Diverging Mandates and Investment Focus
The geographical distribution of Gulf SWF investments varies widely, driven by the distinct mandates of each fund. The Abu Dhabi Investment Authority (ADIA), for example, invests exclusively abroad, while two other UAE funds, ADQ and Mubadala, balance both domestic and international holdings.
This divergence is evident in portfolio allocations. ADIA dedicates 52% of its assets to the US, compared to just 5% in China—the highest relative allocation to China among Gulf SWFs. Similarly, Kuwait Investment Authority (KIA) has 33% of its assets in the US and 2% in China.

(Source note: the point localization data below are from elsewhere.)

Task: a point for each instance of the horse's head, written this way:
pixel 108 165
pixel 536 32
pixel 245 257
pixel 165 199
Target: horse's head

In stark contrast, Saudi Arabia’s Public Investment Fund (PIF) has no exposure to China and allocates 14% of its portfolio to the US.
Domestic Versus International Allocations
Domestic investment remains a significant focus for several Gulf SWFs. The PIF—which owns an 8% stake in state oil giant Saudi Aramco—holds 73% of its assets domestically. Abu Dhabi’s ADQ surpasses this with 89% of its portfolio concentrated within the UAE. Meanwhile, KIA leads in allocating investments to the rest of the world, dedicating 55% of its portfolio outside the US and China, followed by Qatar Investment Authority (QIA) at 45% and Investment Corporation of Dubai (ICD) at 39%.
Strategic Focus on Emerging Markets
Gulf funds are increasingly exploring opportunities in emerging markets. ADIA has ramped up its exposure in India, targeting sectors such as real estate financing, healthcare, and retail. Infrastructure remains a key focus for the fund due to its low correlation with other asset classes. In January, ADIA acquired a minority stake in Indonesia’s first toll road system.
The Transformation of Saudi Arabia’s PIF
The PIF has undergone a dramatic transformation since Prince Mohammed bin Salman assumed its chairmanship in 2015. Once a relatively obscure entity, the PIF has become Saudi Arabia’s flagship investment vehicle, acquiring stakes in major US-listed companies such as Uber, FedEx, PayPal, Walmart, Starbucks, Microsoft, and Amazon. The fund has also established numerous domestic companies to drive Saudi Arabia’s economic diversification beyond oil.
Qatar’s Lower Profile Approach
QIA, once known for high-profile acquisitions such as London’s Harrods and significant stakes in Volkswagen and UK supermarket chain Sainsbury’s, has shifted to a more understated strategy. Recent investments include stakes in Turkey, Africa, and Asia, such as a 10% holding in Borsa Istanbul, Turkey’s stock exchange.
A Persistent Imbalance
Despite strengthening ties between the GCC and China, the disparity in investment allocations remains stark. The enduring focus on US assets reflects both the perceived stability of the US market and the historical investment patterns of Gulf SWFs. However, as the funds continue to diversify, emerging markets may play a larger role in their portfolios.